The way Peter told the story, it was his twentieth birthday, and he woke up, and he knew that He was gone. In a few weeks, I’ll turn twenty, but I don’t think I need a revelation to understand how my friend felt that day. I followed him out of the woods.
INTERPRETER:
Would it have hurt the bird to stay in the creek? Would it have hurt the bird to fly away? I wonder if the bird enjoys the option.
***
CHORUS:
When I was young
I heard so much
about being
a child/man/woman
of God but then I grew
up and all I ever wanted
was to be of wildflowers,
of willow, toad, and bone,
of swallowtails, sow thistle
and cedar, of birds.
READER:
I screwed the hook for the hummingbird feeder into the wall of my second-story, school-appointed balcony. I might as well have ceremonially ignited a twenty-dollar bill as its christening in place of the maintenance fine I knew I would receive at the end of the year, but every cent of that fine was worth it.
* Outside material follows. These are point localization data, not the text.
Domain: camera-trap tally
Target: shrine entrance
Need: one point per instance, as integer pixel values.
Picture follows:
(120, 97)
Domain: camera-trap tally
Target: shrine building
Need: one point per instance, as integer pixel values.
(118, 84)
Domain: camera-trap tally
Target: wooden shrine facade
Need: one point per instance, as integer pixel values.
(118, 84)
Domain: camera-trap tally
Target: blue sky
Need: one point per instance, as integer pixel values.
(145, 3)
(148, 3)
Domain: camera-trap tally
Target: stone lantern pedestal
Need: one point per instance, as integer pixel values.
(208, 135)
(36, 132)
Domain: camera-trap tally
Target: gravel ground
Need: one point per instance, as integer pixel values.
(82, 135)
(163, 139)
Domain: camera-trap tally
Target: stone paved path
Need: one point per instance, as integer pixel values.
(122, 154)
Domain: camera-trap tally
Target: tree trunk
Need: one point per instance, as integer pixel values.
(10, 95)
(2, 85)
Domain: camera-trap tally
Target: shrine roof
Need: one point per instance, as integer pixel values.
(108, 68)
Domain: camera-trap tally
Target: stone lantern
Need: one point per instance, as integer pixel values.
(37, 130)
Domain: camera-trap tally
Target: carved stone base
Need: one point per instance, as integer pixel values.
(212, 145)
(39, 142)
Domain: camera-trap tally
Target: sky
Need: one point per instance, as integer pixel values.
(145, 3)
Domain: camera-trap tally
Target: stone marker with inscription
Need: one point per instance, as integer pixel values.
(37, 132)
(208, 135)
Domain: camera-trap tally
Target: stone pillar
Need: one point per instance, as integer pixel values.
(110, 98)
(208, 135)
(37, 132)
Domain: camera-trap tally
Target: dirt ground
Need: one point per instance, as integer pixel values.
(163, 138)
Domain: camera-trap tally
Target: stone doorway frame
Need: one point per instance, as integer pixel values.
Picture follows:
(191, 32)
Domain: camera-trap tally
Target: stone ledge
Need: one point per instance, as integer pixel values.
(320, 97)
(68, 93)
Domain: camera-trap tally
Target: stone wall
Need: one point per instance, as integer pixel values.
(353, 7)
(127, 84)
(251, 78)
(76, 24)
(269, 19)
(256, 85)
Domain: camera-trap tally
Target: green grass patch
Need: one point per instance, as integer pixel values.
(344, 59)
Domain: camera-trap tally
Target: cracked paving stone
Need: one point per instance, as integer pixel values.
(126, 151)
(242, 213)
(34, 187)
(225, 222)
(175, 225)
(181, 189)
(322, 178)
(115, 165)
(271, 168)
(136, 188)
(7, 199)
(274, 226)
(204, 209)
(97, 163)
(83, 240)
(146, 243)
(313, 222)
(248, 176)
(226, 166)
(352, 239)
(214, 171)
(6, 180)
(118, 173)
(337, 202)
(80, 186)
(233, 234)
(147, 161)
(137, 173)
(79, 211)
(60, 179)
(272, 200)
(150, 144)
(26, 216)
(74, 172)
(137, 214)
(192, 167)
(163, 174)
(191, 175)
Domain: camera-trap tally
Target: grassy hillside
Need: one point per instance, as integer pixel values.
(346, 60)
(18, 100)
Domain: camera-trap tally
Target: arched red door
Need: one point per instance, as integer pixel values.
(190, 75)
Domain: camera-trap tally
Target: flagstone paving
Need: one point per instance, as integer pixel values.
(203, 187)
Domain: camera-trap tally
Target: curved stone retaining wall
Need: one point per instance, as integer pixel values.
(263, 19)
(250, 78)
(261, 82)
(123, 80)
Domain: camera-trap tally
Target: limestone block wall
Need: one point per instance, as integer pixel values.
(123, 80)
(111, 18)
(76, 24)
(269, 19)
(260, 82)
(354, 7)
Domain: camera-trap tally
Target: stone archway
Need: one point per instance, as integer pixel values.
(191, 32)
I watched as the year went on, and the hummingbirds found their food, brought friends, left on vacation, came home again. I liked to think that they missed me, that bundle of yellow flannel blanket in her camping chair who would wait patiently to sketch the deft and subtle movements of each bird in its mundane sort of glory. Every morning that the hummingbirds returned, I learned to love again.
INTERPRETER:
People ask me where I see myself in five years. I’ll probably still be outside, watching the birds. I wouldn’t rather be anywhere else. There’s no Cheesecake Factory, no church, no coffee shop, that could live up to the feeling of losing religion but finding faith in the deepest parts of the forest. Creation is the artwork of the divine, and I’ve always been partial to the idea of respecting artistic intent. If–When? God comes to me on wings of a raven like food to Elijah, I’ll accept. Until then, I’m content to sketch the wings as I see them.
Mary Oliver knew what she was talking about when she wrote about that grasshopper, that summer day. My one wild and precious life.